In comparison, U.S. domestic production of biodiesel was 1.566 billion gallons in 2016. It is also interesting to observed timing of the boom in biodiesel imports during 2016. Imports skyrocketed in the second half of the year, precisely the period when biodiesel prices and profits reached their maximum in previous years (2011 and 2013) when the tax credit expired.
It is helpful to aggregate the profit margins over an annual horizon in order to see broader trends in estimated biodiesel production profits. Figure 4 shows total annual (pre-tax) profits net of variable and fixed costs for each calendar year between 2007 and 2016.
Profits are presented in terms of both total pre-tax net returns and percent return to equity. The total profit in 2016 was $5.8 million, or 24.7 percent. While this was certainly a welcome return to positive returns for the biodiesel industry, as noted above, profits were much higher in 2011 and 2013.
We can use the average net profit for the representative plant to make a rough estimate of the loss for the entire U.S. biodiesel industry in 2016. Assuming all plants in the industry earned a net profit of $0.19 per gallon, then, total biodiesel production (excluding renewable diesel) for the U.S. in 2016 of 1.566 billion gallons implies aggregate industry (pre-tax) profits of $298 million.

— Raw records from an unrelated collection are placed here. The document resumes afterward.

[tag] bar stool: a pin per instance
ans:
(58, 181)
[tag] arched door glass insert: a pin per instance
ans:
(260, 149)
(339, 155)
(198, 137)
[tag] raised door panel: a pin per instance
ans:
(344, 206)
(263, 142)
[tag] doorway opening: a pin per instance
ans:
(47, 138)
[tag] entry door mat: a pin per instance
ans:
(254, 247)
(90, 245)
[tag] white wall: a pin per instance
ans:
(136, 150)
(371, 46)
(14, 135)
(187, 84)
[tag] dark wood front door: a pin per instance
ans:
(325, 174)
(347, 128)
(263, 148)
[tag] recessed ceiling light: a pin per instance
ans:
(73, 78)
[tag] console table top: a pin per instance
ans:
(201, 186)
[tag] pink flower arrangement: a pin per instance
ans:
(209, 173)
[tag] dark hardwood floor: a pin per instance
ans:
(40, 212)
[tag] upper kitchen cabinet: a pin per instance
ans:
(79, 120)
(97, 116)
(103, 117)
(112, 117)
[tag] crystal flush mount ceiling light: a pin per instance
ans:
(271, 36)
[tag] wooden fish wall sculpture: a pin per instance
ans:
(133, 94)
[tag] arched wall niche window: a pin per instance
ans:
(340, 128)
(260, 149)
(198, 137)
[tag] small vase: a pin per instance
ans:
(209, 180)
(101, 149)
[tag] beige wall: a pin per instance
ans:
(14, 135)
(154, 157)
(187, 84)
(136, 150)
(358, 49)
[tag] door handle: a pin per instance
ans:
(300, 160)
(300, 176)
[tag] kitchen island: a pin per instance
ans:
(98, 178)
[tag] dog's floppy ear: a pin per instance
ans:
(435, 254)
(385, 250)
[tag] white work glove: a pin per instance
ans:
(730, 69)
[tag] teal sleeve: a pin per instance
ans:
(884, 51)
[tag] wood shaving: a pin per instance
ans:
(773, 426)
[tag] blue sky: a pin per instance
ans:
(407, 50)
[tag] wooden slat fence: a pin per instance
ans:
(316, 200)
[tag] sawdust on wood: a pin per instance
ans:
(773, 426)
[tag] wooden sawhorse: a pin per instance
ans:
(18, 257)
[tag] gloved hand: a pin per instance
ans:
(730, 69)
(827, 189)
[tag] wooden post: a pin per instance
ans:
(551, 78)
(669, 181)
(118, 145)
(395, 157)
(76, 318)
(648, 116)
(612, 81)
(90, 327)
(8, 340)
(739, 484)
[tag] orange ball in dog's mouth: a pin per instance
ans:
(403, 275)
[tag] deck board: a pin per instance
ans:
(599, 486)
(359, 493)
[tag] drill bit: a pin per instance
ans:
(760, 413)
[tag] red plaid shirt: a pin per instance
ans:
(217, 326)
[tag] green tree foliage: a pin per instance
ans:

Finally, the percent return to equity holders provides useful information on the attractiveness of investment in biodiesel plants relative to other investments. The average return was 10.5 percent over 2007-2016 and the standard deviation, a measure of risk, was 30.2 percent.
By comparison, the average return for the stock market over this period, as measured by the S&P 500, was 8.6 percent and the associated standard deviation was 18.6 percent. The ratio of average return to standard deviation provides one measuring stick of an investment’s return-risk attractiveness, and on this measure the ratio for biodiesel investment, 0.35, is lower than the stock market as a whole, 0.46.
The relative riskiness of biodiesel investment is not surprising given that over 80 percent of the positive profits earned by biodiesel plants occurred in only three years (2011, 2013, and 2016).
Biodiesel production profitability moved back into the black in 2016 for the first time since 2013. Profit after all variable and fixed costs for a representative plant in 2016 is estimated to average $0.19 per gallon. The return to profitability followed the script of previous years, like 2011 and 2013, when the biodiesel tax credit expired at the end of the calendar year.
Such spikes make sense because diesel blenders face a binding RFS biodiesel mandate and they can effectively purchase biodiesel at a discount in the current year, due to the tax credit, in order to meet mandates in later years.
What is interesting about the 2016 version of this cycle is that it was much smaller than in 2011 and 2013. A surge in biodiesel imports into the U.S. is the most likely explanation for the diminished 2016 spike. In particular, imports skyrocketed in the second half of the year, precisely the period when biodiesel prices and profits reached their maximum in previous years (2011 and 2013) when the tax credit expired.
Looking forward to 2017, further developments on the policy front will likely be required to keep the biodiesel industry in the black. The most positive scenario entails conversion of the biodiesel tax credit from a blender to a producer credit, which would effectively limit biodiesel imports to the U.S.
This change, along with an expanding advanced RFS mandate, would likely eliminate the current slack production capacity of the U.S. biodiesel industry, which would likely provide a major boost to profitability.